Melville (was RE: [thechat] LotR)

Erika Meyer emeyer at
Tue Jun 5 12:09:00 CDT 2001

>If you want insufferable detail
>(which obviously you don't, heh) try Jules Verne or
>Melville. Yeesh!

Never read Verne or LothR or the Hobbit or much Science Fiction...

But Melville?  I've read "The Confidence Man" and "Moby Dick."

First of all, most 19th century novels are heavy on the detail. 
Reading was one of the few solitary forms of entertainment (no TV, no 

But the detail in "Moby Dick" is hardly pointless... and in any great 
novel is not pointless.  There's a lot of heavy duty symbolism & 
allegory about nature and humanity, and all that stuff happening, and 
you have to dig that for what it is.  I think it's brilliant.

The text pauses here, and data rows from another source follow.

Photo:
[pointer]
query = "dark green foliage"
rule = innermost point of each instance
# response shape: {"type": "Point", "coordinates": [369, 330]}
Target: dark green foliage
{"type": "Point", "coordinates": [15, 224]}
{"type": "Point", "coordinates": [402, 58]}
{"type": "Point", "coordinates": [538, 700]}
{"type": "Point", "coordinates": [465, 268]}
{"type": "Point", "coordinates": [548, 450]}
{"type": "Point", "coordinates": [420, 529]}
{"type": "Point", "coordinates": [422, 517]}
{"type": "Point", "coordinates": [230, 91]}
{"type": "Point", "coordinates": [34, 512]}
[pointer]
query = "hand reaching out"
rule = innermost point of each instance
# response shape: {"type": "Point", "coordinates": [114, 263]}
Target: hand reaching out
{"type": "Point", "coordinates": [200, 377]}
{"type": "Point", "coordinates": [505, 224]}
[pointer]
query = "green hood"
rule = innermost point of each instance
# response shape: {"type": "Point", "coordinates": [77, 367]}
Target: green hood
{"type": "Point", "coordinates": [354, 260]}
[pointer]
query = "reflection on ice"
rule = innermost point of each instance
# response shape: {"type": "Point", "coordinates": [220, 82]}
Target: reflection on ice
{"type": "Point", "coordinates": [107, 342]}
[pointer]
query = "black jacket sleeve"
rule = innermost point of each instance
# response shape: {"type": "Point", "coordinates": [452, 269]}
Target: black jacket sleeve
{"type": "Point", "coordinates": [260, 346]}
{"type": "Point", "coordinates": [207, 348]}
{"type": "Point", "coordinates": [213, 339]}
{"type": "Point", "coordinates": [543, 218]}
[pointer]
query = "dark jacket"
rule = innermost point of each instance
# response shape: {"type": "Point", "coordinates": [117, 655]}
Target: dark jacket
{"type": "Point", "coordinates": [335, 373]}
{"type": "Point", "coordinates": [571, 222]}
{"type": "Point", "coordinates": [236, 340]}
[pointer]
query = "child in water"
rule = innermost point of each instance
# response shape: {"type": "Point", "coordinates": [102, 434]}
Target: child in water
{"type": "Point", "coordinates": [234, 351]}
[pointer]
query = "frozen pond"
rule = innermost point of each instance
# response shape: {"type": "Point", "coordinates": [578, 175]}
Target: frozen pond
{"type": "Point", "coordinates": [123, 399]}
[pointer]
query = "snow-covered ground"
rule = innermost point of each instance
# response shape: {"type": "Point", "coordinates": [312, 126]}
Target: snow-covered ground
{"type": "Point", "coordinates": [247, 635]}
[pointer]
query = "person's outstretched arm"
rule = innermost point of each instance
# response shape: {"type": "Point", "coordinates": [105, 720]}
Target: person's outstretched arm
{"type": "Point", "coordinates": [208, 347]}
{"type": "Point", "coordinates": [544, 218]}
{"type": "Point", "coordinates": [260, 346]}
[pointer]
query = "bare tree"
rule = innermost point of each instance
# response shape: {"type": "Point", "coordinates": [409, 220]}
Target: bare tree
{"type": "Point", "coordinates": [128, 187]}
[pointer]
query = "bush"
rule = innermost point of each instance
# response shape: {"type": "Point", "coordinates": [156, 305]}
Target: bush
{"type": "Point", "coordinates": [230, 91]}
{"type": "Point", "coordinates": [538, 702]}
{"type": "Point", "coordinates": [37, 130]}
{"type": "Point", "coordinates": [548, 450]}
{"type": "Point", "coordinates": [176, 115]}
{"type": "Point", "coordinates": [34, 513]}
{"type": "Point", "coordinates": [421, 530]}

If all you want is action & adventure, & aren't into subtlety and 
multiplicity of meaning, then you aren't going to appreciate chapters 
like "The Whiteness of the Whale" which is all about the multiple 
symbolistic qualities of the color white throughout the world.  Me, 
I'm fascinated by it.

But I'm into that kind of stuff: Jungian mythology and universal 
archetypes and symbolism and all that.

Anyway, Moby Dick, which I think is one the greatest novels of all 
times, was a commercial flop, for the reasons you describe.